While the plan is being seriously discussed, it’s far from a sure thing.
A source who has been briefed on the specifics of the labor discussions says that the players’ union has indicated that it is open to the idea of two 15-team leagues, but that the whole plan still hasn’t been talked through or presented to the owners.
“I’d still say the odds of it happening are less than 50-50,” one source said.
A sticking point involves interleague play. Because of the odd number of teams in each league, it is possible that a team in contention late in the season will have to be playing its final games in interleague play.
One of the biggest issues that would have to be resolved in any realignment resulting in two 15-team leagues is which of the National League teams would switch to the American League.
Two highly ranked executives believe the Houston Astros would be a possibility, because a switch to the AL for Houston would foster a rivalry between the Astros and the Texas Rangers.
“There are still a lot of details that would have to be discussed,” one source said.

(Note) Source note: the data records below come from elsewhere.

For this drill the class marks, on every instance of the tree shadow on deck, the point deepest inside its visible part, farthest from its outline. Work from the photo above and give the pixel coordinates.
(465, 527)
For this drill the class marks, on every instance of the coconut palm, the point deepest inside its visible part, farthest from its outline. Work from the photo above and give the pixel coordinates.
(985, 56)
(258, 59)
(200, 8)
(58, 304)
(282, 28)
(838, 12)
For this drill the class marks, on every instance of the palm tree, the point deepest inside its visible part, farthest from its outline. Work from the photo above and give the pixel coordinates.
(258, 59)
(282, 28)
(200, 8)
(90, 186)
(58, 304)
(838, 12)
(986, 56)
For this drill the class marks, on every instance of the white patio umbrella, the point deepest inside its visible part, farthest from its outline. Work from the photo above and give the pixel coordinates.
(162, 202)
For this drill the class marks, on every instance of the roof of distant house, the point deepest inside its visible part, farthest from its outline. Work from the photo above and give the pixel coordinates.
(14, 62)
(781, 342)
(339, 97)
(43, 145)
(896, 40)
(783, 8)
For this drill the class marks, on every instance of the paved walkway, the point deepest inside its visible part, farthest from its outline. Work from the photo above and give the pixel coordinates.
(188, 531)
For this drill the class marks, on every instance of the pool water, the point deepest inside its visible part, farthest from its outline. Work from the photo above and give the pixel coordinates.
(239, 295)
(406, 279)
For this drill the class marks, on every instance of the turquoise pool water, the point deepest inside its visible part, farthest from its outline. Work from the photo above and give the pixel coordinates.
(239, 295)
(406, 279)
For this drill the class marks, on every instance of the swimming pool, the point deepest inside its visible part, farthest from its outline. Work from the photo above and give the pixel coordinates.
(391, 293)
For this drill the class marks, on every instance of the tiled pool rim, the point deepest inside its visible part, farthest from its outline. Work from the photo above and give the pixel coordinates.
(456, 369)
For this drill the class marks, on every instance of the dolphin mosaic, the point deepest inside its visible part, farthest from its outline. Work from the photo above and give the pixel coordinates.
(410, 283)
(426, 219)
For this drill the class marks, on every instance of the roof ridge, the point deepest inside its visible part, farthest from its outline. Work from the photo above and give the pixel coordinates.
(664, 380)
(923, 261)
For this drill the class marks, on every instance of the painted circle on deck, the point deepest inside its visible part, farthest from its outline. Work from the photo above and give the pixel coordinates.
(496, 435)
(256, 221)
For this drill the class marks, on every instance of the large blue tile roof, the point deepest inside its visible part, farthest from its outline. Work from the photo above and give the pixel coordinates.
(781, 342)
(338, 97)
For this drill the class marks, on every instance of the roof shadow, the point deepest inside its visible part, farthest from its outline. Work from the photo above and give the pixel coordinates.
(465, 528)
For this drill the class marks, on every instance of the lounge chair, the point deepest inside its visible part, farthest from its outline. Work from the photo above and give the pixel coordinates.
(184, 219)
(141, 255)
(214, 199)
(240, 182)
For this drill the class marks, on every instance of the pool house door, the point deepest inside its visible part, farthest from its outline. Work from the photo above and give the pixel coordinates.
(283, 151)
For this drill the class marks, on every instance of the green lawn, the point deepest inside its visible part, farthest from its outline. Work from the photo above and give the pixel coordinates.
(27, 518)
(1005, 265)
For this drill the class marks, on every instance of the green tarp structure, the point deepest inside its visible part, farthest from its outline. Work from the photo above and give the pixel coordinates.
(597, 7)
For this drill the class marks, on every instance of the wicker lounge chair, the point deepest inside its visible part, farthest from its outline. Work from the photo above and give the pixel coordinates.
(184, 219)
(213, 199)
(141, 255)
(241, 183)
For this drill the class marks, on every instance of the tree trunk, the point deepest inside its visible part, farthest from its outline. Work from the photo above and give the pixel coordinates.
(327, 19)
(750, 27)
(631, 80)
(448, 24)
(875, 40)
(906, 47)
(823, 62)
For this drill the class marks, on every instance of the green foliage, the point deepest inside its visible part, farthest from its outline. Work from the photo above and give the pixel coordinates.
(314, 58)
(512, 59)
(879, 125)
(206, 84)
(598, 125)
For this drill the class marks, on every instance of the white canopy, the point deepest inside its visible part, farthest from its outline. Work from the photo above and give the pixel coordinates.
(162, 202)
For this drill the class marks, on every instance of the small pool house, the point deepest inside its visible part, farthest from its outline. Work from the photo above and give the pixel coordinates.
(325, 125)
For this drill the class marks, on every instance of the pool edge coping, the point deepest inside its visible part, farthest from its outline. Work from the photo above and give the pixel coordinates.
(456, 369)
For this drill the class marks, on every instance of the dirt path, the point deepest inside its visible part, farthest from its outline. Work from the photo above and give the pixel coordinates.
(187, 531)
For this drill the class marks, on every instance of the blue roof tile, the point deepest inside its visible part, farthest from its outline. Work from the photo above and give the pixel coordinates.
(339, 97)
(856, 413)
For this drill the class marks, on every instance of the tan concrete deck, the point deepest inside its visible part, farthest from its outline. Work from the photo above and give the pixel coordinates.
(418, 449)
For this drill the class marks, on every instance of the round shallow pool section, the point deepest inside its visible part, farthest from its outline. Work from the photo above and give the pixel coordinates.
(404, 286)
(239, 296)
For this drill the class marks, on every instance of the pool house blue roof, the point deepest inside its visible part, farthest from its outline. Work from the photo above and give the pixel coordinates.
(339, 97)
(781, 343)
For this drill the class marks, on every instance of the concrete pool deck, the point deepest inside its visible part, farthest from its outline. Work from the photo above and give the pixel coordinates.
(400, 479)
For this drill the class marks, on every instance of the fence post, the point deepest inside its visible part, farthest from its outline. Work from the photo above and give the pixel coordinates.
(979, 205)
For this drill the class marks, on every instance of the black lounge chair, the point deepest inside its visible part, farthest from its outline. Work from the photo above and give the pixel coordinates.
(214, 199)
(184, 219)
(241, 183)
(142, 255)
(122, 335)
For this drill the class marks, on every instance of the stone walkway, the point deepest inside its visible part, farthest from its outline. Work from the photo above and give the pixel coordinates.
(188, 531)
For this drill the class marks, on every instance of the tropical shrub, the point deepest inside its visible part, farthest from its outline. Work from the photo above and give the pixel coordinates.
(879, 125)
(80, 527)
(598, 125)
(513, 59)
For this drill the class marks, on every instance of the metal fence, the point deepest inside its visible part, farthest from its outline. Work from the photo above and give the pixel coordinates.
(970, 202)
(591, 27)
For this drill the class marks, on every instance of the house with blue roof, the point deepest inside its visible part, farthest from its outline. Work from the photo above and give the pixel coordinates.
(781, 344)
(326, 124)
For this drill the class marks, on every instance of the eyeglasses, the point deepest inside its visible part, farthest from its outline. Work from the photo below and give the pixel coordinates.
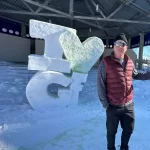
(122, 44)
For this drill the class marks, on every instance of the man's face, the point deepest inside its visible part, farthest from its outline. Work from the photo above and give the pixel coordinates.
(120, 47)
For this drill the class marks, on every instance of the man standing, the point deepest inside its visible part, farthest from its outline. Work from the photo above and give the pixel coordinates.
(115, 90)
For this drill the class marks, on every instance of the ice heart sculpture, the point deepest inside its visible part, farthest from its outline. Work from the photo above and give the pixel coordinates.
(82, 56)
(51, 66)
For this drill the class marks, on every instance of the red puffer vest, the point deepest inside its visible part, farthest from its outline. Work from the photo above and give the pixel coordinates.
(119, 87)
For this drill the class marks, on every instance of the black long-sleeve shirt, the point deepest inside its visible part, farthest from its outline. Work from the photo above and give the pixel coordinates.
(101, 81)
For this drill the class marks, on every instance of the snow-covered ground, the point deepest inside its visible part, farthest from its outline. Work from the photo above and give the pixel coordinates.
(83, 128)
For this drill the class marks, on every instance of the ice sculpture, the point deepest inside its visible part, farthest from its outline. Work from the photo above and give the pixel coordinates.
(82, 56)
(51, 66)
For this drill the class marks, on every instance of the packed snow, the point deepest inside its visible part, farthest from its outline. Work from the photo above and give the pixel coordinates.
(81, 128)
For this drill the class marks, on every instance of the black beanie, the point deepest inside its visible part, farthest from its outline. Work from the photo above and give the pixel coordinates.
(121, 36)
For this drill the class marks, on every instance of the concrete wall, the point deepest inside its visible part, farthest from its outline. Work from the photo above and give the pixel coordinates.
(39, 47)
(13, 48)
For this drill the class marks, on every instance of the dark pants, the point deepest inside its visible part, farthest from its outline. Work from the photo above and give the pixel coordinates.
(124, 115)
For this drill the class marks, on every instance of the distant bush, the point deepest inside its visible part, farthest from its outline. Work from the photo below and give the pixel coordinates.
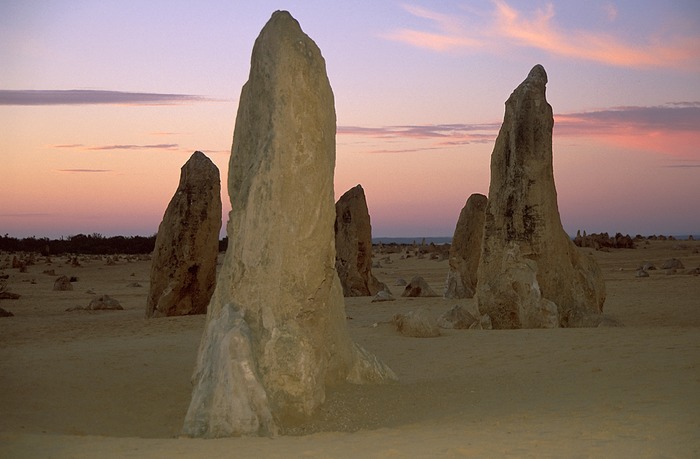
(95, 244)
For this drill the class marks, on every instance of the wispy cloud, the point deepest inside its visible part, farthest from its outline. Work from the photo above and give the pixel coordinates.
(93, 97)
(672, 129)
(672, 117)
(158, 146)
(83, 147)
(506, 27)
(85, 170)
(446, 134)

From where I sit, I see three huge benefits to the change:
(1) Extends the length of the meaningful part of the season for more teams. Sure, this year it might not matter for Cubs fans, but with five teams making the playoffs out of 15 NL teams, in most years, the Cubs could easily make it to August before crushing our hearts. The same would be true for a number of ne’er-do-wells, and their fans could regularly enjoy a couple extra months of meaningful baseball. As it is, the season is over far too early for too many teams.
(2) Eviscerates crummy division alignment. While I have come to appreciate the NL Central for a variety of reasons, you can’t argue that the divisions around baseball make a ton of sense for reasons both competitive and geographic. Six teams in one division and four in another? The Astros in a “central” division and the Rangers in a “west” division?
(3) Restores old school rivalries. For years, beginning with divisional play in 1969, the Cubs and Mets had a pretty serious rivalry going, which was extinguished by the emergence of three NL divisions. I know that many of you would like to see it back. And there could be more – Cubs v. Dodgers? Cubs v. Giants? Cubs v. Braves? How about the Nats? F the Nats.